R function scope and parallelism

2019-08-25 06:37发布

问题:

Consider the following function definitions

library(doParallel)
f_print <- function(x)
{
  print(x)
}
f_foreach <- function(l)
{
  foreach (i=l) %do%
  {
    f_print(i)
  }
}

f_foreach_parallel <- function(l)
{
  doParallel::registerDoParallel(1)
  foreach (i=l) %dopar%
  {
    f_print(i)
  }
}

Function use :

> f_foreach(c(1,2))
[1] 1
[1] 2
[[1]]
[1] 1

[[2]]
[1] 2

> f_foreach_parallel(c(1,2))
 Show Traceback

 Rerun with Debug
 Error in { : 
  task 1 failed - "impossible de trouver la fonction "f_print"" 
  [Error: could not find function f_print]
> 

Can you help explain why the f_print() is not visible when parallelism is involved in foreach ? How can we use f_print() in this paralleled foreach ?Any documentations related to this point ?

回答1:

In addition to what has already been said in the comments of the top post, especially the one on specifying .export, when using the doFuture package your code will indeed work regardless of parallel backend, operating system, and .export.
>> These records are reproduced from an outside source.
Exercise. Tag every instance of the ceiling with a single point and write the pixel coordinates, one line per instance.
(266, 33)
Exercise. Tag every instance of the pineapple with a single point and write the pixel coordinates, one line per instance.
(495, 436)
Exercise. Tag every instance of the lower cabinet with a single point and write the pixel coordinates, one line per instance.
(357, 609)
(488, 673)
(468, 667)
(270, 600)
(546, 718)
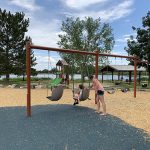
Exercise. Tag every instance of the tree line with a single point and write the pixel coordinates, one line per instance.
(86, 34)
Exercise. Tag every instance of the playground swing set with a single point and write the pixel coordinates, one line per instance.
(58, 91)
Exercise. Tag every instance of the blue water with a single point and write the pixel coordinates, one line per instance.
(76, 76)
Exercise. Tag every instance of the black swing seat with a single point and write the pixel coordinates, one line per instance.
(56, 93)
(85, 94)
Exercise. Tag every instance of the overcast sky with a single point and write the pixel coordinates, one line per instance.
(46, 17)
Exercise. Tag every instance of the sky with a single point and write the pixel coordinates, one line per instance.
(46, 17)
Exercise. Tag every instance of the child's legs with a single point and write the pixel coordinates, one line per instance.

Here's an adapted version of your setup:

f_print <- function(x) {
  print(x)
}

f_foreach <- function(l) {
  foreach(i=l) %do% {
    f_print(i)
  }
}

f_foreach_dopar <- function(l) {
  foreach(i=l) %dopar% {
    f_print(i)
  }
}

Instead of doing:

library("doParallel")

## Setup PSOCK workers (just as on Windows)
workers <- parallel::makeCluster(1L, outfile = "")
registerDoParallel(workers)

f_foreach_dopar(c(1,2))
## Error in { : task 1 failed - "could not find function "f_print""

you can do:

library("doFuture")
registerDoFuture()

## As above
workers <- parallel::makeCluster(1L, outfile = "")
plan(cluster, workers = workers)

f_foreach_dopar(c(1,2))
## [1] 1
## [1] 2
## [[1]]
## [1] 1
## 
## [[2]]
## [1] 2

The reason why this works is that doFuture does a more thorough search to identify global variables (here f_print()).

PS. The reason for outfile = "" is so that stdout/stderr output (e.g. as from print()) is actually displayed. Redirecting stdout/stderr in parallel processing, which I don't recommend, is a whole different discussion, but I'll assume you used print() just for your example.